Publications
Publications
- 2023
- Journal of Machine Learning Research
Exploiting Discovered Regression Discontinuities to Debias Conditioned-on-observable Estimators
By: Benjamin Jakubowski, Siram Somanchi, Edward McFowland III and Daniel B. Neill
Abstract
Regression discontinuity (RD) designs are widely used to estimate causal effects in the absence of a randomized experiment. However, standard approaches to RD analysis face two significant limitations. First, they require a priori knowledge of discontinuities in treatment. Second, they yield doubly-local treatment effect estimates, and fail to provide more general causal effect estimates away from the discontinuity. To address these limitations, we introduce a novel method for automatically detecting RDs at scale, integrating information from multiple discovered discontinuities with an observational estimator, and extrapolating away from discovered, local RDs. We demonstrate the performance of our method on two synthetic datasets, showing improved performance compared to direct use of an observational estimator, direct extrapolation of RD estimates, and existing methods for combining multiple causal effect estimates.
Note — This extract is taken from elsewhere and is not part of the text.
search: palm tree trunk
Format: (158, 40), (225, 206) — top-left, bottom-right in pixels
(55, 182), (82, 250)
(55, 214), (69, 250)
Finally, we apply our novel method to estimate spatially heterogeneous treatment effects in the context of a recent economic development problem.
Keywords
Citation
Jakubowski, Benjamin, Siram Somanchi, Edward McFowland III, and Daniel B. Neill. "Exploiting Discovered Regression Discontinuities to Debias Conditioned-on-observable Estimators." Journal of Machine Learning Research 24, no. 133 (2023): 1–57.